Though these examples might sound somewhat trivial, in fact, small-scale science can also have a big impact. Peter Mitchell was awarded a Nobel Prize for his work in biochemistry conducted at his own small private research institute with only a handful of people. Support for this small lab included funds from his family's money—making Mitchell a modern-day equivalent of the gentleman scientist. Another Nobel Prize was awarded for work on "split brain" patients—those with the connection between their two hemispheres severed—that led to novel insights into the brain's function. Part of this work consisted of experiments that are so simple—though exceedingly clever—that the Nobel Prize website actually has a game just like the original experiments online, where you can play at home.

You can even still do science on the cheap. Several decades ago, Stanley Milgram measured the well-known Six Degrees of Separation using little more than postcards. While science has become bigger since then, in some ways it has become even easier to conduct large-scale science by the scientist who operates at a small scale: due to massive computational advances and widespread data freely available (not to mention easier data collection online), now any scientist can do big science cheaply and in a small and easy way. Technology has allowed research scientists to leverage a tiny budget in astonishing ways. And each of us can now even easily contribute to science as an amateur, through the growing prevalence of citizen science, where the general public can help—often in a small incremental way—to collect data or otherwise help with science. From categorizing galaxies and plankton to figuring out how proteins fold, everyone can now be a part of the scientific process.

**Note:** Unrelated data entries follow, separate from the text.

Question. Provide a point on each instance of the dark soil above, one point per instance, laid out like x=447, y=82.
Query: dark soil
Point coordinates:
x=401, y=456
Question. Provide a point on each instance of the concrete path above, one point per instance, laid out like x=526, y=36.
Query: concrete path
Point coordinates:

And while mathematics might still be the domain of the singular genius, even it has a place for the hobbyist or the amateur. For example, in the mid-1990s, two high school students discovered a novel additional solution to a problem that Euclid posed and solved thousands of years ago, and for which no other method had been found since that time millennia ago. And there is even an entire domain known as recreational mathematics.

Some of these examples might seem to be the rare exceptions that prove the rule of Big Science, but I think they demonstrate something far more optimistic: that small science can flourish, even with all of the trends that show science is getting bigger and bigger. Creative experiments and the right questions are just as important as ample funding and infrastructure, and technology is making this work easier than ever. Little science can still prosper.